In jr-packages/jrPredictive: Jumping Rivers: Machine Learning with R

Clustering

Clustering analysis covers a wide range of numerical techniques. It is slightly different to the other methods in this chapter in that we are trying to uncover groups of observations in a data set. It is a form of what is known as unsupervised learning.

When we cluster the observations we ai to partition the data into groups that are similar to each other. Definition of what observations are close or dissimilar is often domain specific an drequires knowledge of the data being studied.

There are a large number of clustering techniques available: see the CRAN cluster task view.

Example: USA arrests

This data set contains statistics, in arrests per 100,000 residents for assault, murder, and rape in each of the 50 US states in 1973. Also given is the percent of the population living in urban areas. The data comes with the base version of R. In total there are four variables:

Murder: Murder arrests (per 100,000).
Assault: Assault arrests (per 100,000).
UrbanPop: Percent urban population.
Rape: Rape arrests (per 100,000).

The row name of the data frame gives you the state. The data set comes with R, so you can access the data set using:

head(USArrests, 3)

Hierarchical clustering

There are a wide range of hierarchical clustering approaches. To use hierarchical clustering, we first have to calculate the distance matrix between the different data points using the dist function

d = dist(USArrests, method = "euclidean")
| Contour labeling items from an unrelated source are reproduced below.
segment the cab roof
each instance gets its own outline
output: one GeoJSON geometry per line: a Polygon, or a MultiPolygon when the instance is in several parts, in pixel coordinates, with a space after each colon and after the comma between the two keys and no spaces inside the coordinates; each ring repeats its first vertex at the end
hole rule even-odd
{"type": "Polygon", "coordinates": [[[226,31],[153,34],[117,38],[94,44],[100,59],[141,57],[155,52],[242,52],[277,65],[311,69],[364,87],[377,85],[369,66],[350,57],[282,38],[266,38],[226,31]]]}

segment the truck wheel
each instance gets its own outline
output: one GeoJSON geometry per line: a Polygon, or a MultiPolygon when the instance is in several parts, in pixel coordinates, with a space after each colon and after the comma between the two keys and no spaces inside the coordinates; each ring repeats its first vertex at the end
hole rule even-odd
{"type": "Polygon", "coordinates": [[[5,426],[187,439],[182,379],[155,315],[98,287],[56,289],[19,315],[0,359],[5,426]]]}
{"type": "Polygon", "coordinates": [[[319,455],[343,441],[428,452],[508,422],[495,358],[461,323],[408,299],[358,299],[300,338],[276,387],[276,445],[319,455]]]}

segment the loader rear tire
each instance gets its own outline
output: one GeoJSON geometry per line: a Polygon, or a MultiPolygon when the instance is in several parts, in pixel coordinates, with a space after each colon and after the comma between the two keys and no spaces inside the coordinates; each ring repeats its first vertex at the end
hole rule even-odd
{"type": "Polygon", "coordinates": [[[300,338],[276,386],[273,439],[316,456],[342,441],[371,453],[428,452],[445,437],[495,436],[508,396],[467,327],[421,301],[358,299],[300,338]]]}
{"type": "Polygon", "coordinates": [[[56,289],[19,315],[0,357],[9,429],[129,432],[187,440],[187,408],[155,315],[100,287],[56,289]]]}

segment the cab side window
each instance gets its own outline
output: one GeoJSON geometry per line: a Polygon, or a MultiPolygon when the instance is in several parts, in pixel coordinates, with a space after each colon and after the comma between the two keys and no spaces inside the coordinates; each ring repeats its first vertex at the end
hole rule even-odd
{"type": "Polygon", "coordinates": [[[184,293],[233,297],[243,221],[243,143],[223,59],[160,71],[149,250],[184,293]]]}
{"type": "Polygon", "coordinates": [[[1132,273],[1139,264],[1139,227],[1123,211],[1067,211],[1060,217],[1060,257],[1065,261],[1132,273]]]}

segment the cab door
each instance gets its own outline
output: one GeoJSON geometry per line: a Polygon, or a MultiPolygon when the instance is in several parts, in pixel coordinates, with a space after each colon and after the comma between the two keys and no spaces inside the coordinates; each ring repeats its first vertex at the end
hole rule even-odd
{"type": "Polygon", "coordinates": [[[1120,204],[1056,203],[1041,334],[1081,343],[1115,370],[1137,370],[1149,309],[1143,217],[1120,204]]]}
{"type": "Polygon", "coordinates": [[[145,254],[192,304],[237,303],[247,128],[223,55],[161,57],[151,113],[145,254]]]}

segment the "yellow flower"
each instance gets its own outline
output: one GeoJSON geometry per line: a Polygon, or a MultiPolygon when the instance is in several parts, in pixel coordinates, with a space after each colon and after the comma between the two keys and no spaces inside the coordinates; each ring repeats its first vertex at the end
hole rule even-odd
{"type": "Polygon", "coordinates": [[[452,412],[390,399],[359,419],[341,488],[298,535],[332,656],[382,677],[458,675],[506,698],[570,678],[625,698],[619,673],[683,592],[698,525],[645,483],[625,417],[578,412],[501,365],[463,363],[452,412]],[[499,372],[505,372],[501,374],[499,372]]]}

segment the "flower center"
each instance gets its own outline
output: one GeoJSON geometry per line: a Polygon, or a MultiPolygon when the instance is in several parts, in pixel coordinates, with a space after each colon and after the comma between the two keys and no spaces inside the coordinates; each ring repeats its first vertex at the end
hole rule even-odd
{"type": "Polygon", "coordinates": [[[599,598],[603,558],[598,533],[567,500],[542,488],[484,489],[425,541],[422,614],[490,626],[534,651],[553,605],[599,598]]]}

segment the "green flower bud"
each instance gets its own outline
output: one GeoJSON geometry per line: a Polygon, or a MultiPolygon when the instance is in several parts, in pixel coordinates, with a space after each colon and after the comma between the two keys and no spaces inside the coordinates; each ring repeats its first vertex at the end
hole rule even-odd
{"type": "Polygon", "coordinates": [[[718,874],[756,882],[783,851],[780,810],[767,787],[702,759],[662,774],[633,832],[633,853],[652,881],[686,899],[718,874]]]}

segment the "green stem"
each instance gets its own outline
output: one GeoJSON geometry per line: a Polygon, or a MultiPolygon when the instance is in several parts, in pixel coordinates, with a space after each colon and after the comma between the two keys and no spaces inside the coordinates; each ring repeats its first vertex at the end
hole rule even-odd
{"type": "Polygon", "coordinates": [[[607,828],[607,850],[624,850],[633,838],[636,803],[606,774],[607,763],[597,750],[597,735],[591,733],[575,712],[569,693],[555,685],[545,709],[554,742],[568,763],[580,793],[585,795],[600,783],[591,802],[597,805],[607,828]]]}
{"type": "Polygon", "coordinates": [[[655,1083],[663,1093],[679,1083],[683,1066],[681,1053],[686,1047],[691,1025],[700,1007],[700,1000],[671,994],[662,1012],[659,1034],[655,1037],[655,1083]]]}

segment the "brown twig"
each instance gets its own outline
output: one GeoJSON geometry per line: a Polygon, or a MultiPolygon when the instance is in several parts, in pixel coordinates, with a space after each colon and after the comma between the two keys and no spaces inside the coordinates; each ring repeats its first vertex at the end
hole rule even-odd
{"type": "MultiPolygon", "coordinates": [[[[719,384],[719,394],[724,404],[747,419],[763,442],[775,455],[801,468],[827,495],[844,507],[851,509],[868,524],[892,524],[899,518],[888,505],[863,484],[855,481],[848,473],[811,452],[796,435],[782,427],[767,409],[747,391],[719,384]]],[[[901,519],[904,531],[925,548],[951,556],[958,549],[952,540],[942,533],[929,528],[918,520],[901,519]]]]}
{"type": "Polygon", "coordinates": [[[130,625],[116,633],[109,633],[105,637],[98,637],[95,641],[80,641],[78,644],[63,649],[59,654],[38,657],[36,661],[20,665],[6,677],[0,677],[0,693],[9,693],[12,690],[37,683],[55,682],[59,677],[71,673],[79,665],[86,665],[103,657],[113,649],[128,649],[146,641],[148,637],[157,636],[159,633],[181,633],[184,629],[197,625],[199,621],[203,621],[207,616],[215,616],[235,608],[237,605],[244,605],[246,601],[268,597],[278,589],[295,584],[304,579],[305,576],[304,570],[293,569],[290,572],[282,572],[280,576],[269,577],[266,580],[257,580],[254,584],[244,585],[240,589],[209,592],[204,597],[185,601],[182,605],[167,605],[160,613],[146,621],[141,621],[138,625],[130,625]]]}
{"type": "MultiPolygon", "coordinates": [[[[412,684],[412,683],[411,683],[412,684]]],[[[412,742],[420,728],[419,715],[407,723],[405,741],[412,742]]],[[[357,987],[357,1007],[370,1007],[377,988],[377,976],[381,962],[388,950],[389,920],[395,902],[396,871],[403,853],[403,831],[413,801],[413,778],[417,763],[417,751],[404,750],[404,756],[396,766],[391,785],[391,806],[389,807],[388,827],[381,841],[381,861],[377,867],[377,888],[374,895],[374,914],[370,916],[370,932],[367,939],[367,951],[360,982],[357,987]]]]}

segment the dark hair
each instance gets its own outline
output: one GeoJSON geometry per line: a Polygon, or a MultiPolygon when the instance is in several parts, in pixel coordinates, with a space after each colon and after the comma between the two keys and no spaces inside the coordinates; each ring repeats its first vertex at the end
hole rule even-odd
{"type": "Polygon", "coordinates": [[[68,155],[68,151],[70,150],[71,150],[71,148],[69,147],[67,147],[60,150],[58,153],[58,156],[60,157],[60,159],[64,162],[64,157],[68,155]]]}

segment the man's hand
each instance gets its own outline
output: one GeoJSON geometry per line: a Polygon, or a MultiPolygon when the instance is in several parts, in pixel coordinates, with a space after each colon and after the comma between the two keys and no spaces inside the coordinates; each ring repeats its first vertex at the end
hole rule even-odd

The default distance measure is euclidean. This is the squared distance between two points. There are a number of other distance measures available -- see the associated help file for more details.

Next we cluster the distance matrix, using the hclust function

fit = hclust(d, method = "ward.D2")

The ward.D2 method of clustering tends to find smaller, more compact clusters. Again there are a variety of other clustering methods available. We can now plot the dendogram

plot(fit, labels = rownames(d)) 
groups = cutree(fit, k = 3) 
rect.hclust(fit, k = 3, border = "rosybrown")

To highlight particular clusters, we use cutree and rect.hclust

$k$-means clustering

When you carry out hierarchical clustering, you have to calculate a distance or similarity matrix between all pairs of cases. This can be prohibitive in terms of memory and CPU time.

A clustering technique that doesn't require this matrix is $k$-means clustering. It differs from hierarchical clustering in a few ways. First, you state the number of clusters your want; although you can ``scan'' different clusters. Second when running the algorithm, points can be reassigned to different clusters. However, with hierarchical clustering once a point has been assigned, it is fixed.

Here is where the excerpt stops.